The DAZN Manifest also allows the concept of defining a service dependency. By defining a dependency it allows to better understand the blast radius of incidents and allows for better risk assessment of large deployments.

Example of Dependencies defined in DAZN Manifest

The Manifest API only allows teams to create a dependency on a service that exists in the API.

Dependency Map in PagerDuty

As seen above if an incident was to occur on a service that your service is dependent on, it may be worth first checking if that service is indeed having a negative impact on your service. Time to resolution could be decreased with this information as the investigation could be started at the source of the problem immediately.

Dependency Map in Backstage (Depth 1 level)

This view it becomes much clearer what services may be impacted. It also allows new team members to have an overarching view of the system that they may be soon working on, this contextual view can help with the understanding of such a system.


Alexandria is an internal tool we use for recording deployments. Each pipeline is required to use a specific workflow step to gather information about a deployment and send that information to a central database. This deployment is enriched with information from the DAZN Manifest, primarily the service name. Internally we have built a Github Action that our developers can use which takes care of this.

Alexandria Deployment View

Since we are using the DAZN Manifest to determine the service name. We know that if the service is using Manifest Driven PagerDuty, we are able to determine the service name in PagerDuty. Hence, we can forward the information of the deployment to PagerDuty also.

Alexandria Deployment forwarded to PagerDuty

Since Djed is also driven by the DAZN Manifest, the same thing can be done for Djed Dashboards. An annotation gets created at the moment the deployment is sent. We are able to match this deployment with the service because the service name is taken from the DAZN Manifest.

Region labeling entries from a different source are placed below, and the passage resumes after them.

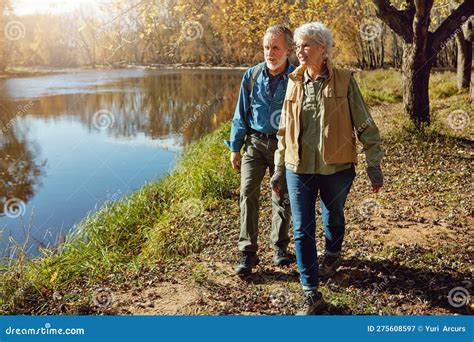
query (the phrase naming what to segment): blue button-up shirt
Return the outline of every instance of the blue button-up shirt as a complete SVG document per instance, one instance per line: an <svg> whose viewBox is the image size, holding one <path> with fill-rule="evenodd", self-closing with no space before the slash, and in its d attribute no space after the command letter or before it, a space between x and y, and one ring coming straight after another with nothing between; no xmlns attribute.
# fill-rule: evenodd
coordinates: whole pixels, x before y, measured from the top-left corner
<svg viewBox="0 0 474 342"><path fill-rule="evenodd" d="M244 120L247 116L249 116L247 118L248 126L255 131L266 134L275 134L278 131L286 86L288 85L288 74L295 70L295 66L288 63L283 77L272 93L269 82L270 75L265 67L255 80L253 89L249 92L250 79L256 67L253 66L245 72L240 85L239 98L232 119L230 141L226 141L226 145L234 152L240 151L244 145L245 135L247 134L247 126ZM251 101L251 97L253 101ZM247 115L251 103L251 114Z"/></svg>

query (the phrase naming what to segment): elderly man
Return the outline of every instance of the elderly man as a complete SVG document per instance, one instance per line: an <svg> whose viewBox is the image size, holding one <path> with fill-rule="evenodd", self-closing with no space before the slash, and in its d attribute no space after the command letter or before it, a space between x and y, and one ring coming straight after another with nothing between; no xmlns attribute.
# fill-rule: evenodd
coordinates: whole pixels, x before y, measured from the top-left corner
<svg viewBox="0 0 474 342"><path fill-rule="evenodd" d="M260 187L266 169L274 172L274 154L288 74L295 67L288 55L293 47L292 33L284 26L268 28L263 37L265 62L249 68L242 79L230 141L230 162L241 173L240 186L240 261L235 269L238 275L248 275L259 262L257 256ZM244 148L241 157L240 150ZM286 184L278 194L272 192L271 242L274 264L289 265L289 205Z"/></svg>
<svg viewBox="0 0 474 342"><path fill-rule="evenodd" d="M320 22L295 30L300 66L289 75L288 96L278 131L276 171L271 183L290 192L296 262L305 299L298 314L321 312L319 278L329 278L341 263L345 233L344 205L356 175L356 142L367 160L372 191L383 184L379 130L348 70L331 64L333 38ZM285 179L286 174L286 179ZM321 199L325 251L318 267L315 203Z"/></svg>

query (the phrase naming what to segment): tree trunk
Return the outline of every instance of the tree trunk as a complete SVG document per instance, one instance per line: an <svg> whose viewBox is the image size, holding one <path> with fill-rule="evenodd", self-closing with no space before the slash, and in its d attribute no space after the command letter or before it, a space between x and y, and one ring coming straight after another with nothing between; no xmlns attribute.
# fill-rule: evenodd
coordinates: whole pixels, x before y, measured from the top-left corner
<svg viewBox="0 0 474 342"><path fill-rule="evenodd" d="M471 43L471 55L474 52L474 43ZM474 102L474 61L471 62L471 91L469 92L469 101L471 104Z"/></svg>
<svg viewBox="0 0 474 342"><path fill-rule="evenodd" d="M428 85L432 62L412 44L404 43L402 84L405 111L417 127L430 124Z"/></svg>
<svg viewBox="0 0 474 342"><path fill-rule="evenodd" d="M457 85L458 89L467 89L471 82L472 44L464 38L462 30L456 32L458 48Z"/></svg>

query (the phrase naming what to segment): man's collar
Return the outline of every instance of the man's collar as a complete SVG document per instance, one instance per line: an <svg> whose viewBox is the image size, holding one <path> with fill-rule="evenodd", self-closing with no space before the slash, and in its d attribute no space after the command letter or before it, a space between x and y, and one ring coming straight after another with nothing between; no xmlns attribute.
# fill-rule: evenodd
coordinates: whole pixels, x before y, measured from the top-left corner
<svg viewBox="0 0 474 342"><path fill-rule="evenodd" d="M329 72L328 72L328 69L325 68L323 73L319 74L318 77L314 81L318 81L320 78L322 78L323 80L326 80L328 77L329 77ZM303 74L303 83L306 84L308 82L313 82L313 80L311 79L311 77L309 77L308 69L306 69Z"/></svg>
<svg viewBox="0 0 474 342"><path fill-rule="evenodd" d="M265 62L263 62L265 63ZM291 64L290 60L287 58L286 59L286 68L285 70L283 71L283 75L285 76L288 76L289 74L291 74L292 72L294 71L294 67L293 67L293 64ZM265 67L263 68L263 74L265 75L265 77L270 77L270 73L268 72L268 67L267 67L267 64L265 63ZM281 73L280 73L281 74ZM276 76L276 75L275 75Z"/></svg>

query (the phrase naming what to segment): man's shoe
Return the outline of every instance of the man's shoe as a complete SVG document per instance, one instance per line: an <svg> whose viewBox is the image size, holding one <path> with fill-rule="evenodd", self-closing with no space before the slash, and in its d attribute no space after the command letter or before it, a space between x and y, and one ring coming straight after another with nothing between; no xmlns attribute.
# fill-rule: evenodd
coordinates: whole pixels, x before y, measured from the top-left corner
<svg viewBox="0 0 474 342"><path fill-rule="evenodd" d="M296 312L297 316L316 315L326 308L326 302L319 291L305 291L303 304Z"/></svg>
<svg viewBox="0 0 474 342"><path fill-rule="evenodd" d="M255 252L240 252L240 260L235 267L235 273L238 275L249 275L252 268L258 265L260 260Z"/></svg>
<svg viewBox="0 0 474 342"><path fill-rule="evenodd" d="M275 266L288 266L294 262L294 258L283 249L275 250L273 264Z"/></svg>
<svg viewBox="0 0 474 342"><path fill-rule="evenodd" d="M334 273L336 273L341 261L341 255L332 256L325 254L323 257L323 262L321 263L321 267L319 267L319 276L323 279L332 277Z"/></svg>

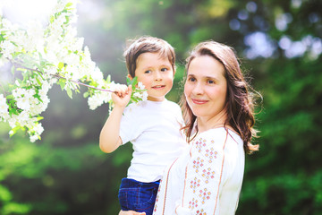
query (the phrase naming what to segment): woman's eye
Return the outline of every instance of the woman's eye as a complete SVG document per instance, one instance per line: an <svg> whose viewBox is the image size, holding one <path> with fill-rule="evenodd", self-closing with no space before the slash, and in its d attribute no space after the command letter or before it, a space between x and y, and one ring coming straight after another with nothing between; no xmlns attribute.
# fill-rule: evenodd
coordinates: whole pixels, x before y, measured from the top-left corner
<svg viewBox="0 0 322 215"><path fill-rule="evenodd" d="M188 81L191 82L196 82L196 79L195 78L189 78Z"/></svg>

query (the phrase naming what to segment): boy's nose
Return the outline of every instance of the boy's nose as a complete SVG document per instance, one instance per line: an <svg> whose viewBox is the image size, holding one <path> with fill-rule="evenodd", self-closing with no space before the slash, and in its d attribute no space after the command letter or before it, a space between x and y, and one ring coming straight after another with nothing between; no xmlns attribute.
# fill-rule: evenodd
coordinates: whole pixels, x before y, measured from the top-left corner
<svg viewBox="0 0 322 215"><path fill-rule="evenodd" d="M200 83L197 83L192 89L192 93L195 95L200 95L203 93L203 88Z"/></svg>

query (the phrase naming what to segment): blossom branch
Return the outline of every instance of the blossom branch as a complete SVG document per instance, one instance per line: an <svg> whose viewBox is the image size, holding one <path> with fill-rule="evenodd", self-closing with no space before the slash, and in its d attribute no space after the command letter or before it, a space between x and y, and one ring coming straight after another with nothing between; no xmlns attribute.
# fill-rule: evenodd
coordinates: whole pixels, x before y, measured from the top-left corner
<svg viewBox="0 0 322 215"><path fill-rule="evenodd" d="M43 73L41 71L39 71L38 69L31 69L31 68L28 68L26 66L23 66L18 63L13 63L13 64L15 65L18 65L19 67L21 68L23 68L23 69L26 69L26 70L30 70L30 71L35 71L35 72L38 72L38 73ZM55 74L49 74L53 77L55 77L55 78L58 78L58 79L64 79L66 81L69 81L69 82L74 82L74 83L77 83L77 84L80 84L80 85L82 85L82 86L85 86L85 87L88 87L88 88L92 88L92 89L95 89L95 90L101 90L101 91L107 91L107 92L114 92L114 90L107 90L107 89L101 89L101 88L97 88L97 87L94 87L94 86L91 86L91 85L89 85L89 84L86 84L86 83L83 83L83 82L78 82L78 81L75 81L75 80L72 80L72 79L67 79L65 77L63 77L57 73Z"/></svg>

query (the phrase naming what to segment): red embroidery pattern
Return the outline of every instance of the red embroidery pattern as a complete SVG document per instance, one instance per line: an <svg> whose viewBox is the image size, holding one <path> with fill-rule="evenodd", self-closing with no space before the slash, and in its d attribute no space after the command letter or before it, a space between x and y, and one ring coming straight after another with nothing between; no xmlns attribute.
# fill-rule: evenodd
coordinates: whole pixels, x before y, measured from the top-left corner
<svg viewBox="0 0 322 215"><path fill-rule="evenodd" d="M217 151L215 150L213 144L215 142L199 138L195 142L195 149L199 156L192 161L193 169L198 175L190 183L190 188L195 197L189 202L189 208L194 209L198 204L205 204L211 199L211 191L208 190L207 184L215 178L216 172L212 169L211 163L217 158ZM203 209L199 209L197 214L207 214Z"/></svg>

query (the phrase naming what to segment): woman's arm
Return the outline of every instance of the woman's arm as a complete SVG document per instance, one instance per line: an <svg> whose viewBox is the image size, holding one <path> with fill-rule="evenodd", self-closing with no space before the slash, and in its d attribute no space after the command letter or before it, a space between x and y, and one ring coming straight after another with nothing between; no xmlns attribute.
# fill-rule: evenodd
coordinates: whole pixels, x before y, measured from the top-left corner
<svg viewBox="0 0 322 215"><path fill-rule="evenodd" d="M145 212L136 212L133 211L121 211L118 215L146 215Z"/></svg>

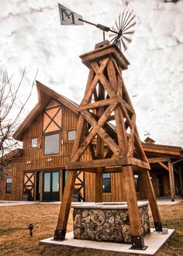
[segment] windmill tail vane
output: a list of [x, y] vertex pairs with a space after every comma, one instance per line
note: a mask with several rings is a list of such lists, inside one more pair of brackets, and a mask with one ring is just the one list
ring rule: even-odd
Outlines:
[[128, 8], [125, 12], [119, 15], [119, 19], [116, 20], [112, 28], [109, 28], [102, 24], [95, 24], [83, 19], [83, 17], [67, 7], [58, 4], [60, 24], [61, 25], [84, 25], [88, 23], [95, 26], [103, 31], [103, 39], [105, 40], [105, 32], [111, 32], [110, 43], [116, 44], [122, 50], [127, 49], [128, 44], [132, 40], [132, 36], [134, 33], [134, 26], [136, 25], [136, 16], [133, 10]]

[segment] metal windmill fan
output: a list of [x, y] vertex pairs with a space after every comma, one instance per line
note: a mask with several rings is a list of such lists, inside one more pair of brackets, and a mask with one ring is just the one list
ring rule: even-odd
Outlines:
[[[126, 10], [116, 19], [113, 30], [109, 34], [110, 43], [116, 44], [122, 51], [126, 50], [135, 32], [136, 16], [133, 10]], [[110, 31], [112, 31], [112, 29]]]

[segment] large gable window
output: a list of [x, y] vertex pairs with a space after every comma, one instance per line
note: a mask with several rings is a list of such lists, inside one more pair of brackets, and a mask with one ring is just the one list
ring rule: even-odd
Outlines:
[[44, 137], [44, 154], [59, 153], [59, 133], [45, 135]]
[[103, 193], [111, 193], [110, 173], [103, 173]]
[[31, 139], [31, 147], [37, 147], [37, 138]]
[[43, 111], [43, 133], [61, 130], [62, 106], [60, 102], [52, 99]]
[[74, 140], [76, 135], [76, 130], [68, 130], [68, 141]]

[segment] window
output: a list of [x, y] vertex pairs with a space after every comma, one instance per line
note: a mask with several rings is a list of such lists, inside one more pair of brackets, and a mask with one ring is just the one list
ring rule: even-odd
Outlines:
[[44, 154], [59, 153], [59, 133], [47, 135], [44, 138]]
[[103, 173], [103, 193], [111, 192], [111, 175], [110, 173]]
[[134, 172], [134, 180], [135, 180], [135, 188], [136, 192], [139, 192], [139, 174], [138, 172]]
[[7, 178], [5, 182], [5, 192], [7, 194], [12, 194], [12, 178]]
[[76, 135], [76, 130], [68, 130], [68, 141], [74, 140]]
[[37, 147], [37, 138], [31, 139], [31, 147]]

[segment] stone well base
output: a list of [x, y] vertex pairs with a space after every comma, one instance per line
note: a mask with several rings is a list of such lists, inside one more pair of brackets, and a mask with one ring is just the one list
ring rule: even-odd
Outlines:
[[[138, 202], [143, 235], [150, 233], [148, 203]], [[74, 238], [131, 243], [126, 202], [73, 206]]]

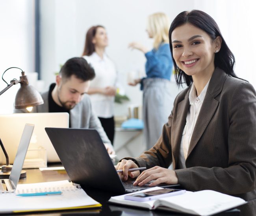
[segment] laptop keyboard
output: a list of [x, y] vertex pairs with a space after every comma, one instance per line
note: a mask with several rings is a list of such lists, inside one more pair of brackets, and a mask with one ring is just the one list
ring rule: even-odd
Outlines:
[[3, 193], [6, 191], [2, 183], [2, 180], [0, 180], [0, 193]]
[[135, 186], [133, 185], [133, 182], [131, 182], [130, 181], [124, 181], [122, 183], [123, 185], [124, 188], [126, 189], [136, 189], [138, 190], [138, 189], [142, 190], [143, 189], [147, 189], [148, 188], [148, 187], [143, 187], [143, 186]]

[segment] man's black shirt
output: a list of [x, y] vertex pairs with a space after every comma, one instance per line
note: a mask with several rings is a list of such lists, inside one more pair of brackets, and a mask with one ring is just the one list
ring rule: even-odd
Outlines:
[[[48, 103], [49, 104], [49, 112], [67, 112], [70, 114], [69, 110], [67, 110], [65, 107], [60, 106], [57, 104], [52, 99], [52, 92], [54, 88], [56, 83], [52, 83], [50, 86], [49, 94], [48, 95]], [[69, 118], [69, 127], [70, 127], [70, 117]]]

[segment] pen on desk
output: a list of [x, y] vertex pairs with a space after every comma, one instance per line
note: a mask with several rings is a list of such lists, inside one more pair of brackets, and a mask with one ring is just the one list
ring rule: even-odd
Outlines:
[[[139, 167], [138, 168], [132, 168], [132, 169], [129, 169], [128, 171], [136, 171], [145, 170], [147, 168], [146, 167]], [[122, 170], [117, 170], [117, 172], [122, 172]]]
[[61, 191], [51, 191], [50, 192], [39, 192], [38, 193], [31, 193], [27, 194], [19, 194], [17, 196], [35, 196], [58, 195], [61, 194]]

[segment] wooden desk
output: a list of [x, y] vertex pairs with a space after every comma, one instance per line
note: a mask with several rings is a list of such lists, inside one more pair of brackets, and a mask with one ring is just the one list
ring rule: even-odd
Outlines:
[[[58, 166], [59, 166], [59, 165]], [[54, 181], [66, 180], [69, 177], [65, 170], [49, 170], [41, 172], [39, 169], [30, 169], [26, 170], [27, 177], [21, 179], [19, 184], [28, 183], [36, 183]], [[144, 216], [178, 216], [181, 215], [191, 215], [188, 214], [180, 214], [176, 213], [164, 212], [162, 211], [149, 211], [142, 209], [136, 209], [135, 207], [125, 207], [107, 203], [108, 200], [111, 196], [117, 194], [101, 191], [100, 190], [91, 189], [85, 190], [87, 194], [91, 197], [100, 202], [102, 205], [101, 209], [98, 213], [90, 211], [89, 209], [85, 209], [83, 210], [75, 210], [62, 211], [61, 212], [36, 212], [33, 214], [27, 214], [25, 215], [33, 215], [40, 214], [57, 216], [59, 215], [104, 215], [104, 216], [119, 216], [119, 215], [143, 215]], [[17, 215], [17, 214], [15, 214]], [[22, 214], [24, 215], [24, 214]], [[237, 209], [233, 209], [219, 214], [215, 215], [218, 216], [238, 216], [239, 212]]]

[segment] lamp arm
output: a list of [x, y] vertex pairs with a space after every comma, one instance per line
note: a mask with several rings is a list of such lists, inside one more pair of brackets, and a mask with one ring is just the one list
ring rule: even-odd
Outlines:
[[9, 163], [9, 157], [8, 156], [8, 154], [7, 154], [7, 152], [6, 152], [6, 149], [4, 148], [4, 144], [3, 144], [3, 143], [2, 142], [2, 140], [1, 140], [0, 138], [0, 145], [1, 145], [1, 147], [2, 147], [2, 149], [3, 150], [3, 152], [4, 152], [4, 155], [6, 156], [6, 165], [9, 165], [10, 164]]
[[19, 82], [19, 81], [17, 80], [17, 79], [14, 79], [11, 81], [11, 82], [10, 84], [8, 85], [6, 88], [5, 88], [3, 90], [0, 92], [0, 95], [2, 95], [4, 92], [5, 92], [6, 91], [8, 90], [10, 88], [11, 86], [13, 85], [16, 85]]

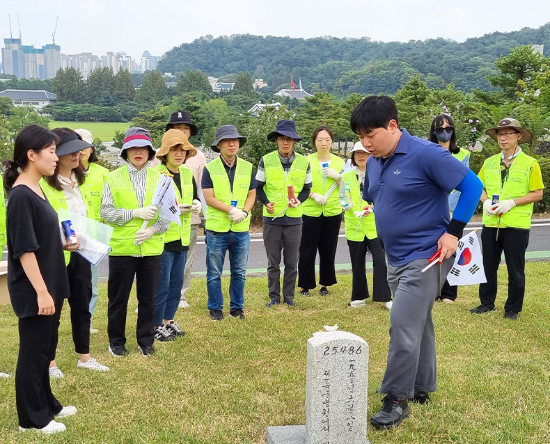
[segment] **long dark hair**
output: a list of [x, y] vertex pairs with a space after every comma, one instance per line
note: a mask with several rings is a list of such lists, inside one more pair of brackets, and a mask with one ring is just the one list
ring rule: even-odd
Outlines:
[[[54, 133], [56, 136], [59, 138], [59, 140], [61, 140], [63, 136], [65, 134], [74, 134], [78, 136], [78, 138], [81, 141], [82, 138], [74, 132], [70, 128], [54, 128], [52, 130], [52, 132]], [[74, 171], [74, 176], [77, 178], [77, 182], [78, 182], [79, 186], [81, 185], [84, 183], [84, 180], [86, 180], [86, 173], [84, 172], [84, 167], [82, 166], [82, 163], [80, 161], [79, 159], [78, 166], [77, 168], [72, 168], [72, 171]], [[61, 187], [61, 184], [59, 182], [59, 162], [57, 162], [57, 165], [56, 166], [56, 171], [54, 174], [51, 176], [46, 176], [45, 180], [48, 183], [48, 184], [55, 188], [57, 191], [61, 191], [63, 190], [63, 187]]]
[[32, 150], [40, 152], [52, 143], [58, 143], [58, 137], [47, 128], [39, 125], [29, 125], [19, 132], [13, 144], [13, 160], [5, 160], [2, 164], [6, 168], [3, 173], [3, 188], [9, 193], [19, 177], [19, 168], [24, 170], [29, 164], [27, 152]]
[[455, 127], [455, 122], [453, 121], [450, 116], [445, 116], [443, 114], [441, 116], [438, 116], [433, 120], [432, 122], [432, 127], [430, 128], [430, 136], [427, 138], [427, 140], [434, 143], [439, 144], [439, 141], [438, 141], [437, 138], [435, 136], [435, 129], [437, 127], [441, 127], [446, 122], [454, 129], [453, 135], [450, 136], [450, 140], [449, 141], [449, 151], [453, 154], [458, 154], [460, 151], [460, 148], [457, 145], [457, 129], [456, 127]]

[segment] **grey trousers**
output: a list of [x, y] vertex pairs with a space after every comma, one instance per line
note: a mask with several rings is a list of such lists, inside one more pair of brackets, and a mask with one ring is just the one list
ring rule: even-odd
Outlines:
[[294, 300], [296, 278], [298, 276], [298, 253], [301, 240], [301, 224], [264, 224], [264, 246], [267, 254], [267, 282], [269, 299], [281, 302], [281, 256], [285, 264], [283, 278], [283, 298], [285, 302]]
[[191, 287], [191, 273], [193, 271], [193, 261], [195, 260], [195, 249], [197, 246], [197, 230], [198, 224], [194, 223], [191, 225], [191, 240], [189, 241], [189, 250], [187, 251], [187, 260], [185, 262], [185, 271], [183, 273], [183, 287], [182, 288], [182, 296], [180, 301], [187, 302], [187, 298], [185, 294], [189, 291]]
[[[454, 263], [443, 262], [441, 287]], [[388, 265], [388, 283], [393, 293], [390, 313], [390, 347], [381, 393], [411, 398], [414, 393], [437, 390], [435, 332], [432, 308], [439, 292], [439, 266], [425, 273], [427, 259], [402, 267]]]

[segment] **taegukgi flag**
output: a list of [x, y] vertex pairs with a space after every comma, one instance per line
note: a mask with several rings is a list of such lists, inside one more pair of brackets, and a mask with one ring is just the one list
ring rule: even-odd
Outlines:
[[480, 243], [475, 231], [471, 231], [458, 241], [457, 258], [447, 275], [447, 280], [450, 285], [473, 285], [487, 282]]

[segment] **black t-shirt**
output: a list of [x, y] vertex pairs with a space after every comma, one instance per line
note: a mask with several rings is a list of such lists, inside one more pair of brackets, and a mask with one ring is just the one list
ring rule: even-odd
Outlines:
[[34, 253], [46, 287], [56, 306], [70, 296], [57, 213], [45, 198], [25, 185], [15, 187], [8, 199], [8, 290], [18, 317], [38, 315], [36, 290], [19, 257]]

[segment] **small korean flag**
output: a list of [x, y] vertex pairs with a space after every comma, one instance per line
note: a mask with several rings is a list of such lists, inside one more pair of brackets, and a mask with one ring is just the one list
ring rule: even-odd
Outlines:
[[487, 282], [481, 249], [475, 231], [458, 241], [457, 258], [447, 276], [450, 285], [473, 285]]

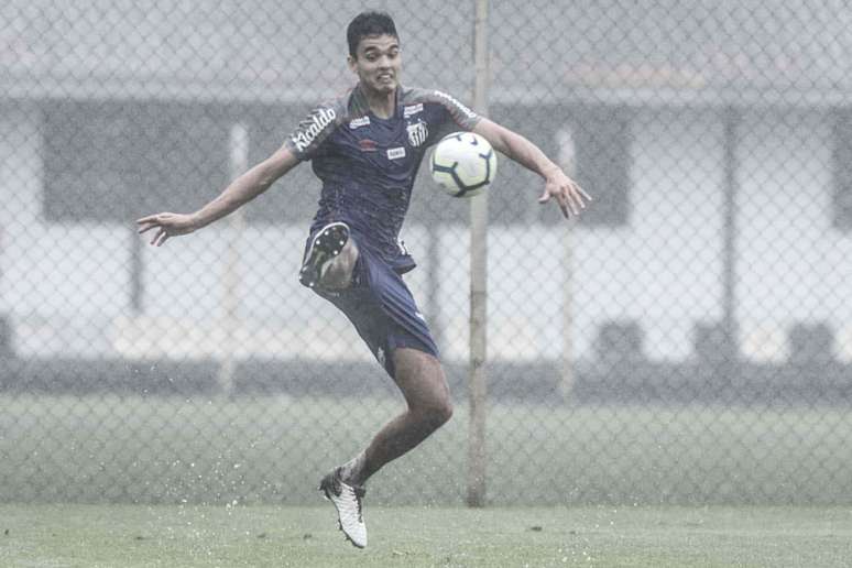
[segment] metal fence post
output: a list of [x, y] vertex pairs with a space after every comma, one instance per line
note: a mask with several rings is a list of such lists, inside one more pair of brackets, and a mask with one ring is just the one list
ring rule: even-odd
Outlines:
[[[473, 106], [488, 113], [488, 0], [477, 0], [473, 30], [476, 81]], [[485, 502], [485, 328], [488, 315], [488, 192], [470, 203], [470, 432], [468, 440], [468, 505]]]

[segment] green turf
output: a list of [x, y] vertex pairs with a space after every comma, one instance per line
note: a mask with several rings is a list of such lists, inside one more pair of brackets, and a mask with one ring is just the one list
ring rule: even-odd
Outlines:
[[3, 567], [849, 566], [852, 509], [0, 506]]
[[[0, 395], [0, 502], [309, 505], [391, 398]], [[371, 499], [457, 505], [468, 409], [379, 472]], [[842, 407], [490, 404], [496, 505], [852, 505]]]

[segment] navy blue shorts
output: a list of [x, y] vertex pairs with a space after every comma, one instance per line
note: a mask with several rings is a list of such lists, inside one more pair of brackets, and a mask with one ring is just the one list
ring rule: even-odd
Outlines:
[[408, 286], [393, 267], [368, 249], [359, 249], [351, 286], [315, 292], [346, 314], [391, 378], [395, 374], [396, 348], [407, 347], [438, 357], [429, 327]]

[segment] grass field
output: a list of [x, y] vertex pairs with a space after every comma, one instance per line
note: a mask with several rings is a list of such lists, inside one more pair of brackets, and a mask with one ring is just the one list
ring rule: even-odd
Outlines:
[[[398, 412], [387, 397], [0, 396], [0, 503], [310, 505], [321, 474]], [[376, 476], [382, 505], [466, 494], [468, 409]], [[491, 404], [488, 499], [852, 505], [842, 407]]]
[[852, 509], [2, 505], [3, 567], [848, 567]]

Alexandria Deployment forwarded to Djed


Although in the early days the DAZN Manifest had no real purpose. Over time it grew to become a really important tool that makes life easier for everyone. It is really important to create a source of truth for identifying entities uniquely and linking them using the same name across any and all tooling where possible. If done correctly integrations can be created which can add a lot of value and save time.